Something was wrong. He could see it in the face of the older cop. Something was very wrong.”
“Tell me,” he said. “What’s the matter?”
“You have a wife named Linda?”
“That’s right.”
Not really my wife, he almost added. We’re in love. We live together. We love each other. You can call it a common-law marriage if you want. You can call it —
The older cop was now looking at his feet. Johnny turned to the younger cop. He, too, was looking at his feet.
“Go ahead
,” Johnny said. “Tell me.”
“It’s bad news.”
“Tell me!”
“Your wife went to a hospital today,” the older cop said. “She had had an abortion. God knows where she got it. Some chiropractor or something. It was a bad one.”
“She … she wasn’t pregnant.”
“I guess she didn’t tell you, Mr. Wells. Sometimes it happens that way. A wife gets pregnant and she doesn’t want to let her husband know about it. Probably figures you can’t afford the kid and the best out is to get rid of it.”
“How … how is she?”
The cop looked away.
“She isn’t dead,” Johnny said. “You’re not going to stand there and tell me she’s dead. You can’t tell me that. You just can’t tell me that.”
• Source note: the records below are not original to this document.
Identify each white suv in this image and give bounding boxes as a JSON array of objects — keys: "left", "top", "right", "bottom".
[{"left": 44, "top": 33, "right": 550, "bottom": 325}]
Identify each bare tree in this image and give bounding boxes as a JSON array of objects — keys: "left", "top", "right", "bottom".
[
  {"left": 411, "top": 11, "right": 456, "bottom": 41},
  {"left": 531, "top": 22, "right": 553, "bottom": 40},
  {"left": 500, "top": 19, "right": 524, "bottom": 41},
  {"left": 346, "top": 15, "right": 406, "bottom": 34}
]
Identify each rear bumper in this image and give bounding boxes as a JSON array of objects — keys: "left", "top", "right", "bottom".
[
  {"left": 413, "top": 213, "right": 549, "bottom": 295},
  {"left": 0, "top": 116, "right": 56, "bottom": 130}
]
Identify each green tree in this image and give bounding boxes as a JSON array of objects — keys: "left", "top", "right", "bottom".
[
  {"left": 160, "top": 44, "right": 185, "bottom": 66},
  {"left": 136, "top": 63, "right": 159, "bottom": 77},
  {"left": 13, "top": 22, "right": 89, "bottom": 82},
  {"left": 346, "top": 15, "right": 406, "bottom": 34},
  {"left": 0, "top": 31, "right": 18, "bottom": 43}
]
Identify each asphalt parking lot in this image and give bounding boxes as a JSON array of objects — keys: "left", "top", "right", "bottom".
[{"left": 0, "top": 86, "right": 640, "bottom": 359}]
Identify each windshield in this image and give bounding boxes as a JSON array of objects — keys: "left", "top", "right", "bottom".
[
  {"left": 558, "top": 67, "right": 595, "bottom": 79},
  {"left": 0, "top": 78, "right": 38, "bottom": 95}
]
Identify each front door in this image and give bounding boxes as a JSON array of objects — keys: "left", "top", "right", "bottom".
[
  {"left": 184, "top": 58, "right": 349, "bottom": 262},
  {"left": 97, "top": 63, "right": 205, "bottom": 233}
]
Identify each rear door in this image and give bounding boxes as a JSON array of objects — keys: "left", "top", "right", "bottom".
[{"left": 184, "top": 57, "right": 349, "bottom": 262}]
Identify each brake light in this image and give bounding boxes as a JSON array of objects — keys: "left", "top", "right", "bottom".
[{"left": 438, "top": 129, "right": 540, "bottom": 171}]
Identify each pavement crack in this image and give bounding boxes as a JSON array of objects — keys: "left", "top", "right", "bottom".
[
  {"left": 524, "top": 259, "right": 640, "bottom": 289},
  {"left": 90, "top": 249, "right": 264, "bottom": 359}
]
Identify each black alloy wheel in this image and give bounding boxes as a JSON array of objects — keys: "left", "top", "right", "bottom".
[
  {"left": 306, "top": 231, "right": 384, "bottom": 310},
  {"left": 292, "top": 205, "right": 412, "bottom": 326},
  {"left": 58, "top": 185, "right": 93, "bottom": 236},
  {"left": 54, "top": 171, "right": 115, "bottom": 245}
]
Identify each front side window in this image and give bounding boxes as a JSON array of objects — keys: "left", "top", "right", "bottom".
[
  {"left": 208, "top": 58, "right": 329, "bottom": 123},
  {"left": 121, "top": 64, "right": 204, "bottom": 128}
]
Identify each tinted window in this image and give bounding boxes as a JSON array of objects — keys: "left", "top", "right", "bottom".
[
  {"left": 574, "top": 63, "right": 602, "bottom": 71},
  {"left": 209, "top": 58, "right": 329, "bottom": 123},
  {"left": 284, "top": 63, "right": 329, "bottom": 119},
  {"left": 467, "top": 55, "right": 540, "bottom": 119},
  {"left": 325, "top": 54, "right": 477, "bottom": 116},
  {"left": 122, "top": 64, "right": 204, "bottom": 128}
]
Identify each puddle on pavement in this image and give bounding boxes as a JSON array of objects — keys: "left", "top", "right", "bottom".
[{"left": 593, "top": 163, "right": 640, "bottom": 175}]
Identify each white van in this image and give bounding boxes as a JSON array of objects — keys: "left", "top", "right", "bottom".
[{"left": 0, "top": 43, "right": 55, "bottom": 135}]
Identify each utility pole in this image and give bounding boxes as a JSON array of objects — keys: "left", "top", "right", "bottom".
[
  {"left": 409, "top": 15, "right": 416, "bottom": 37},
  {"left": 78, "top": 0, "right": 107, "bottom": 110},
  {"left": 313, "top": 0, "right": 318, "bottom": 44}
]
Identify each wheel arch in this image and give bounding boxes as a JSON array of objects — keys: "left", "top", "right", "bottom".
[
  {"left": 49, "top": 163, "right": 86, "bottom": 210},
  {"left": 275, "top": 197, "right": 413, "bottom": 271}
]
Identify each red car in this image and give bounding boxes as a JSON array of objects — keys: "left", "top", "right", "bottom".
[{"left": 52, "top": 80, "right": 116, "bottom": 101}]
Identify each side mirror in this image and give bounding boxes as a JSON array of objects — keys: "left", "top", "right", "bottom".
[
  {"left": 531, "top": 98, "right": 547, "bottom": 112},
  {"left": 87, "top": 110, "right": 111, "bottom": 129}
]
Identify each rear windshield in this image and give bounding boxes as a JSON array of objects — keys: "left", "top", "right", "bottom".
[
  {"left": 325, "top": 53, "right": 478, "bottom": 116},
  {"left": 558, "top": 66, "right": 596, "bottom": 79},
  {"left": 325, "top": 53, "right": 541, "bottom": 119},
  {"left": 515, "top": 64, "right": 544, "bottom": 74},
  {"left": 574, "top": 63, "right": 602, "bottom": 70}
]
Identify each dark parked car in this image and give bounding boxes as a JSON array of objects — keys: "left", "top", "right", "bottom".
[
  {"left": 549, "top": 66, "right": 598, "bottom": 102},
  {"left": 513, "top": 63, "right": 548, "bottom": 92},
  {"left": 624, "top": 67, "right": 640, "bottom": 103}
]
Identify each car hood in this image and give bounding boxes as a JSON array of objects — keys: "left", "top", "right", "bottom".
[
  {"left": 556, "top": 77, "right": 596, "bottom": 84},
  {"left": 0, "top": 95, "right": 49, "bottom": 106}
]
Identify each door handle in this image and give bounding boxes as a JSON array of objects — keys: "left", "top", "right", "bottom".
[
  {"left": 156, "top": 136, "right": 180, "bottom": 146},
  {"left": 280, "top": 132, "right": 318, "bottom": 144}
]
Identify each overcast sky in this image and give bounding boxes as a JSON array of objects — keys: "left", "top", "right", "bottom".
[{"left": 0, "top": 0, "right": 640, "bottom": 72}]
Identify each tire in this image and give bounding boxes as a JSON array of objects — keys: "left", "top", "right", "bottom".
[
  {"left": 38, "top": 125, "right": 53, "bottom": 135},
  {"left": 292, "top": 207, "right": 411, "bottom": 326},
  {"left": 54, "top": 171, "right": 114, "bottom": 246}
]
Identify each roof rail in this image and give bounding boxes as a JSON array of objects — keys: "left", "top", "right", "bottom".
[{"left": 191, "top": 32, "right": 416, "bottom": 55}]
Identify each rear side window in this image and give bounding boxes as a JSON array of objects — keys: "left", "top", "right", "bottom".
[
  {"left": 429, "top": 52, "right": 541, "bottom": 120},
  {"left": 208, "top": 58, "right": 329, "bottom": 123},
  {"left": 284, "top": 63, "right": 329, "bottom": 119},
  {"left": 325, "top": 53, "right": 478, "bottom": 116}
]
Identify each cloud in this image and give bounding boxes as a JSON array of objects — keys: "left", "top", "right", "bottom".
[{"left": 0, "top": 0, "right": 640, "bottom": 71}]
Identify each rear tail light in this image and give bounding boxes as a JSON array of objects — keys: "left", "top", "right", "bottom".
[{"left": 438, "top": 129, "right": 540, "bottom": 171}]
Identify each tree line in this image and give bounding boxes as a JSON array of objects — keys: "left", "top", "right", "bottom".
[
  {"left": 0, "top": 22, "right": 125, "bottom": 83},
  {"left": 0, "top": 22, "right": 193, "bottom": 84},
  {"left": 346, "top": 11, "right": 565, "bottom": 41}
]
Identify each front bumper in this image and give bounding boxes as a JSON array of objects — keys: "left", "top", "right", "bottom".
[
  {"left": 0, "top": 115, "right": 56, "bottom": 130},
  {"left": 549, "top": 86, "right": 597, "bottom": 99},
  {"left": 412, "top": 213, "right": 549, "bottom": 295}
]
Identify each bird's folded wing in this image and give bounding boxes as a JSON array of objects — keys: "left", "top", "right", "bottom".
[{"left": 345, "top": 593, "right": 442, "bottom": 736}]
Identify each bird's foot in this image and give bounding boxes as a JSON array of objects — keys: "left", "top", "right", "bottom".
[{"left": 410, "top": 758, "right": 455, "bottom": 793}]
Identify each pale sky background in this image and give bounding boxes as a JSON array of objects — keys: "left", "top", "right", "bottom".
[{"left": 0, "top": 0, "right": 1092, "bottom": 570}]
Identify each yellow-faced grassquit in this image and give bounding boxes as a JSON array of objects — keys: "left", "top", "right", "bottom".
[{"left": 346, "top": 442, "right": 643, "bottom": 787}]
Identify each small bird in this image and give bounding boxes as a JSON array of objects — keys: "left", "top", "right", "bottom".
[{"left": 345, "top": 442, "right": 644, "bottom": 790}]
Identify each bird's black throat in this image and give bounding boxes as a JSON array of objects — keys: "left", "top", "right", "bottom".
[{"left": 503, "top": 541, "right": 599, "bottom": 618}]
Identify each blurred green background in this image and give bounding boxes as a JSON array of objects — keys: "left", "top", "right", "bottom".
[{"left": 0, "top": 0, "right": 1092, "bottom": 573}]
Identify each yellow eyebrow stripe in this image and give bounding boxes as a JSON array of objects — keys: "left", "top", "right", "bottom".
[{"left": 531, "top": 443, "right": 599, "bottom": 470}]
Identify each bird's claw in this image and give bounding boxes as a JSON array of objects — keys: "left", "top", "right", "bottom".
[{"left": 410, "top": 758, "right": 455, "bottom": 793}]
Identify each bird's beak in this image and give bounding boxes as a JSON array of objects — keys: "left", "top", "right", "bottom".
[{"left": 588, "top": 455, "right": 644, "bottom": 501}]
The cop didn’t look at him.
“All right,” Johnny said. “She’s … dead. Now tell me about it, damn you. Tell me!”
The cop took a long breath. “I don’t guess there’s a lot to tell,” he said. “She reported into St. Luke’s hospital the middle of the afternoon. Reported to emergency. They rushed to take care of her but she was hemorrhaging and they couldn’t stop … couldn’t stop the blood. She kept losing blood until she died.”
How had she gotten pregnant? They’d taken precautions constantly except for a few times when it was supposed to be safe. When had it happened?
Oh, who cared? Who cared about anything?
Linda was dead.
“Who did it? Did you catch the guy?”
“We don’t know who did it. Even if we did we couldn’t prove it, couldn’t make it stick. But one of these days we’ll get the bastard. They make a slip and it catches them.”
Did that bring back Linda?
“Mr. Wells — ”
“How pregnant was she?”
The cop looked at him.
“How long?”
“The doc said three to four months. Anywhere between. It’s hard to tell to the day, but — ”
He didn’t hear the rest. He didn’t hear anything, wasn’t aware of the formal police interrogation or anything else, because as soon as that single fact registered on his mind the rest of the screen went blank.